Kurt explained that as a female who was interested in programming, I would be treated as a unique specimen in the male-dominated world of tech. He said he not only wanted me to be able to handle the pressure, but to be better than the competition.
I joined the App Lab mostly because of the word App – short for application. My favorite apps were games, and I played them a lot. Back then, my 4th generation iPod touch was a major part of my life. I spent at least 3 hours a day staring at that little miracle producing screen. But over time my interest changed from playing games, to learning how to create them.
I started with the most fundamental computer language: HTML. It was simple, easy, and straightforward, but the end product was bland and bare. That’s where CSS came in. It makes up for HTML’s lack of finesse. Then I moved on to Python. It’s an even more complicated language that constricted me like an actual python.

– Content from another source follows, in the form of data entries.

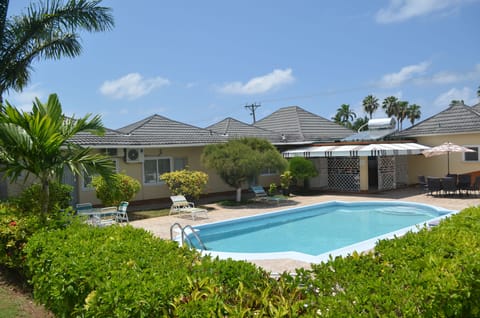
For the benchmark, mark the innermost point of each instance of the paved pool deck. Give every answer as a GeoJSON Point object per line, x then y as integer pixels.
{"type": "Point", "coordinates": [161, 226]}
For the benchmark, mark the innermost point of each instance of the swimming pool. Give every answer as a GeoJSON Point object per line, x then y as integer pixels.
{"type": "Point", "coordinates": [314, 232]}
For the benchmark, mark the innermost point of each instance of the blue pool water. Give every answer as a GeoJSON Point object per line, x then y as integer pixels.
{"type": "Point", "coordinates": [315, 230]}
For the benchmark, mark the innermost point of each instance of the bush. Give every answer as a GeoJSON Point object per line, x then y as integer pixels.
{"type": "Point", "coordinates": [432, 273]}
{"type": "Point", "coordinates": [120, 188]}
{"type": "Point", "coordinates": [186, 182]}
{"type": "Point", "coordinates": [16, 228]}
{"type": "Point", "coordinates": [114, 271]}
{"type": "Point", "coordinates": [302, 169]}
{"type": "Point", "coordinates": [60, 197]}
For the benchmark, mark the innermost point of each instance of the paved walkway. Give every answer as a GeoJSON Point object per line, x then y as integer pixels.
{"type": "Point", "coordinates": [161, 226]}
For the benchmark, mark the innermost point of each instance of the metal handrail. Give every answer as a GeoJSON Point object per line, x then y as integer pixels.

All these languages got me thinking. I’ve been learning Mandarin and Cantonese since I was a little kid, because my dad thinks it will be important for my future. But I think computer programming is a must-learn language.
Many of tomorrow’s jobs will most certainly be in tech. But computer programming, the foundation of technology, isn’t something we’re teaching our young people. Only 19% of high school students take a rigorous computer science course. That might explain why only three percent of students graduate from college with a degree in computer science. Beyond that, the tech industry needs to be diversified. Less than a quarter of computer programmers are women.
The next Bill Gates could actually be a Jill Gates, but we might never know unless we teach more kids about computer programming.